Conflicting transactions must be handled properly. If an inferior competing transaction is observed in a proposal or block, we don't want to discard the superior transaction until the inferior one is applied. This is to prevent censorship or manipulation by creating bad proposals or blocks. E.g. any smesher can create a block with arbitrary content and vote for it, disregarding the Hare. Such block will never be applied as other smeshers will vote against it, but if we discarded all conflicting transactions from the mempool because of this block then it would have real power.

can you define superior / inferior? why would we want to discard a superior TX if an inferior is observed in a random block? this conflicts with earlier stmt on the state mempool

🟫 Mempool
A candidate for adding to a proposal.

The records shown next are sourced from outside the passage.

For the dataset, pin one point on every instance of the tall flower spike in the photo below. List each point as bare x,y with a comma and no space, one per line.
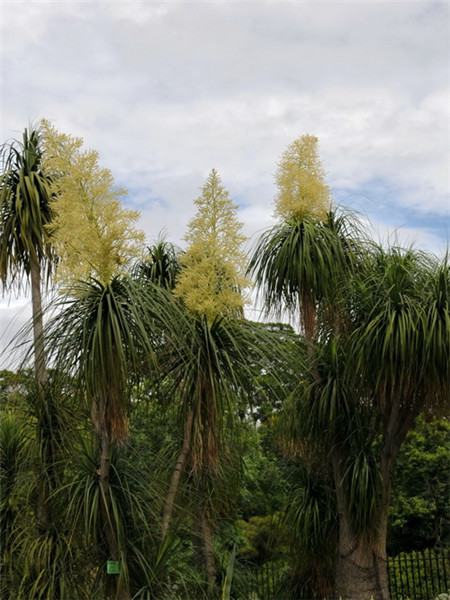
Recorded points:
94,235
302,190
212,279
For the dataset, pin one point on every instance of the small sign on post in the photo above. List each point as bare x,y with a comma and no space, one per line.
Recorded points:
112,567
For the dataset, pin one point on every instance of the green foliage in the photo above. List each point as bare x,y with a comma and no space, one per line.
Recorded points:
420,511
26,209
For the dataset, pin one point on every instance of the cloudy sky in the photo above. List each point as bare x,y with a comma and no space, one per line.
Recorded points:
165,91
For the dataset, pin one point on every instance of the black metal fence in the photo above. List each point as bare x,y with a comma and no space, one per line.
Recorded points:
421,575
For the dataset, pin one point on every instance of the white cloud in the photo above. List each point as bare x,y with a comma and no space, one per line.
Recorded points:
167,90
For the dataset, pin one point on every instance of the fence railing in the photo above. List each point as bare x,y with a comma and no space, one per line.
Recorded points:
419,575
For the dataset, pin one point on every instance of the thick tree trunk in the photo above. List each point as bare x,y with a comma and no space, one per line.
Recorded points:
208,552
361,567
176,475
116,588
38,325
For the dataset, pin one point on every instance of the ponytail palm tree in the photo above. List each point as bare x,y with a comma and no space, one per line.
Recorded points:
400,355
26,249
99,334
300,262
363,392
218,352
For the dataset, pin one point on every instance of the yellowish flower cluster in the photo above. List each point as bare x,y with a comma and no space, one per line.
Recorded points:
302,190
93,234
212,279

We don't store competing transactions here, only the most likely version.

Q:

Any candidate transaction that we hear about that doesn't pay a higher fee that another known transaction with the same nonce gets dropped entirely and not even relayed

i think we need to have a tie-break mechanism for same nonce + same fee regardless which make it to the mempool first so we don't end up with different block contents given the same set of proposals.

[noamnelke]

do we allow multiple TXs for the same principal to be in the mempool if they all pass conservative balance and nonce check? i don't see why not.

Yeah, we definitely allow consecutive transactions in the mempool! What we don't allow in the mempool are competing transactions, i.e. those that share a principle and a nonce. If we see a competing transaction gossiped, we must choose: either drop it or replace what we have with it. We decide based on which transaction pays a higher fee. In the future we may want more sophisticated logic here, like considering batches of transactions that pay more or even storing competing transactions in some scenarios, but for now this simple logic should be enough.

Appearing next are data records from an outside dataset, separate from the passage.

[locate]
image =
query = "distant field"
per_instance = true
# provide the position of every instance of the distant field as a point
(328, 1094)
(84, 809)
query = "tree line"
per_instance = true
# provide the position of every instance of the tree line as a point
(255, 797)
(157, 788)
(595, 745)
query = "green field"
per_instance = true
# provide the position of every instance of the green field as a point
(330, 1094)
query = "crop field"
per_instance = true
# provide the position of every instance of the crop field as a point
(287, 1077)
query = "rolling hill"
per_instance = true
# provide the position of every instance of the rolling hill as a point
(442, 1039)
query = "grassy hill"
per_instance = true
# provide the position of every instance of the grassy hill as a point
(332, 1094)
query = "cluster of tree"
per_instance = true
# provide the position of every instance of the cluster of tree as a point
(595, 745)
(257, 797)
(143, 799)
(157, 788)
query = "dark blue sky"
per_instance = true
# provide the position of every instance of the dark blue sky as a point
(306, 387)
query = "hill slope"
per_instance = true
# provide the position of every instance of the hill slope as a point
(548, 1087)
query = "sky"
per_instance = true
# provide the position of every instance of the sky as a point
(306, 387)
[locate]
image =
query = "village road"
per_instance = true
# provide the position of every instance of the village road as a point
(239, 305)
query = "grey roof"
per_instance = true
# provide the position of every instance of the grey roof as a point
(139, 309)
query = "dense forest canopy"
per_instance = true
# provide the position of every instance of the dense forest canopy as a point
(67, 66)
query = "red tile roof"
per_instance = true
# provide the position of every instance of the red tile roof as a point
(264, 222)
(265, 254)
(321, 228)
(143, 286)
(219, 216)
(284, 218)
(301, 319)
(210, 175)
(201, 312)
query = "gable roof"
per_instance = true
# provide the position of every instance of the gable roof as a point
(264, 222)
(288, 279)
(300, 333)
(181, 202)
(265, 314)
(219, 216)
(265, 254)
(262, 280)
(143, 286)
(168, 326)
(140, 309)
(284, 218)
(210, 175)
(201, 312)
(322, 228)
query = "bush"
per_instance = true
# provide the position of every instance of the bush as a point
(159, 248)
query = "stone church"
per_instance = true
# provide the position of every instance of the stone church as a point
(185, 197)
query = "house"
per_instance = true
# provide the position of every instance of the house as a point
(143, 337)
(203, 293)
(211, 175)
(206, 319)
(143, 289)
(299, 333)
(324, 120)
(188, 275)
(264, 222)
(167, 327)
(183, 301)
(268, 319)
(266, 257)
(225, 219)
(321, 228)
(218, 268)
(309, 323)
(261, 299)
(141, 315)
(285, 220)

can you define superior / inferior? why would we want to discard a superior TX if an inferior is observed in a random block? this conflicts with earlier stmt on the state mempool

Sure. A superior transaction is one that pays a higher fee than the inferior alternative. To be clear - we're only talking about competing transactions here (ones that share a principle and nonce - so only one can be applied). If a transaction that pays a higher fee (superior) is in the mempool and then we see an inferior competing transaction in a block and the block is not applied yet, we hold on to the superior version so that in the event that the block doesn't end up applied - we can still include the superior version in our proposal.

If the inferior version gets applied, there's no point in holding on to the superior version anymore, since we'll never be able to apply it because the nonce is already used.

i think we need to have a tie-break mechanism for same nonce + same fee regardless which make it to the mempool first so we don't end up with different block contents given the same set of proposals.

A tie breaker would only serve to ensure that the mempools of different nodes are in sync. It might make sense, but there's a major disadvantage to saying something like "keep the version with the lexicographically lower transaction ID". If that were the policy, then users who want to replace their transaction wouldn't need to raise the fee, they could just grind on the transaction ID to create a version with a lower version. This is undesirable because it allows users to put a burden on the network for free. While having synchronized mempools is advantageous, it's not a must, so we should stick with order of arrival as a tie breaker (only replace an existing transaction if the new one pays a higher fee).

When constructing a block from proposals we do need a tie breaker for competing transactions (as you said, to get deterministic results). I thought I wrote it in #3036 but I see that I missed it. I've added it right now (see bullet 4, sub-bullet ii).